Now that you have your total net income and monthly expenses, it is time to work out your total debt repayments and disposable income.
Work out your total monthly debt repayments.
Make a list of all your credit providers and the monthly instalment amount they expect.
- This should be every last person / credit provider you owe money to. Credit Cards, personal loans, payday loans, store cards, loans from friends.
- Now would be a good time to check the interest rates on these loans / cards. If you can get the outstanding balance, great. We will get back to this a bit later.
Add all your monthly debt payments together to get your total monthly debt repayment amount.
Work out your disposable income.
To work out your disposable income, add together your monthly debt repayment amount and monthly living expenses amount.
Subtract the amount from your NET income amount.
You now have your total disposable income amount. This of course, is the amount that is left after all your monthly expenses have been paid.
Save at least 20 to 30% of your disposable income every month, unless it can be used to settle an account fast.
So How Do I Become Debt Free?
Use your disposable income to pay off your debts faster.
Firstly, go back to the list you made in step 4 and arrange all your accounts according to the interest rates the credit providers charge.
Unless there are accounts with a lower outstanding balance and a high repayment amount, the accounts with the higher interest rates should be prioritized.
Pay extra on the account you have identified. The sooner you get rid of the accounts with high interest / high payments, the better.
As soon as you have settled one account, take the instalment amount of that account plus your disposable amount and pay extra on the next account.
What If My Income Is Less Than My Debt Repayments
After you have followed steps 1 to 4 and found that you do not have enough money left to repay your debts, you should follow these steps:
- Look at your monthly expenses and cut out any unnecessary items. Cut out expenses like DSTV, alcohol, cigarettes, domestic helper, gardener etc.
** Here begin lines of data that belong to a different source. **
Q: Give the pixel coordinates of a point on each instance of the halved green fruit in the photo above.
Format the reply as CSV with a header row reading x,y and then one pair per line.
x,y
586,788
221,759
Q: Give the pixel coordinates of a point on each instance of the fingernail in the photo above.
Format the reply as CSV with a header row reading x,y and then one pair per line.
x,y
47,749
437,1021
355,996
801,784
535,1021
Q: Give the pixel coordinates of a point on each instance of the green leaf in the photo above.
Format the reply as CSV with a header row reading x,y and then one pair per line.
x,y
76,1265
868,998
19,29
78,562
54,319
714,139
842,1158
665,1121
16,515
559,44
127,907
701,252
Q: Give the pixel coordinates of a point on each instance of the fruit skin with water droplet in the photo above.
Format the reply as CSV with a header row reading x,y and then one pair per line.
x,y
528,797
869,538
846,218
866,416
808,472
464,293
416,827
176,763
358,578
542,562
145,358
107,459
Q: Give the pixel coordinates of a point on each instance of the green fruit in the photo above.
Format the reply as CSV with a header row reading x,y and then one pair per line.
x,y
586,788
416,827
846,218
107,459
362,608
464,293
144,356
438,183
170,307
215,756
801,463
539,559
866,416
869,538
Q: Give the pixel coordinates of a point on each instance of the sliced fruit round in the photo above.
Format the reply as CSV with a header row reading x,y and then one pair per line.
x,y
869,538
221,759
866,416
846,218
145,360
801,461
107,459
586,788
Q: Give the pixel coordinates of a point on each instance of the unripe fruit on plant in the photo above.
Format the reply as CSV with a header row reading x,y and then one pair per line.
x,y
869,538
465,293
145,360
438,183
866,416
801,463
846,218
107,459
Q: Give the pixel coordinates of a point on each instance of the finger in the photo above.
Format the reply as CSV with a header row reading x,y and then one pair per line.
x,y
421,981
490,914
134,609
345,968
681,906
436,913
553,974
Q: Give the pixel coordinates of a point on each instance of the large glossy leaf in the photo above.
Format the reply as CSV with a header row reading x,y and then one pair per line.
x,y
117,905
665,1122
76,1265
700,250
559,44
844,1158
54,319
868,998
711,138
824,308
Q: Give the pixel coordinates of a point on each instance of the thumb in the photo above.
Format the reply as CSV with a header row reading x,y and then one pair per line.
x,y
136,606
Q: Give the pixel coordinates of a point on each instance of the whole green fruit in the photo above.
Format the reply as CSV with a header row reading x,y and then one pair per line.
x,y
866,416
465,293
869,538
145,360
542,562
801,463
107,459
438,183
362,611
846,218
- If, after cutting out the unnecessary expenses and you still can not afford to pay your debt installments, you have 2 options:
Speak To Your Credit Providers
Speak to your credit providers and ask them to reduce your monthly instalments. They will probably help you, but this will be for a short term. Credit providers usually reduce instalments for a period of 3 months. You may even be allowed to take a payment holiday. We really do not suggest this option unless you know for a fact that you will be able to afford the normal instalments a few months down the line.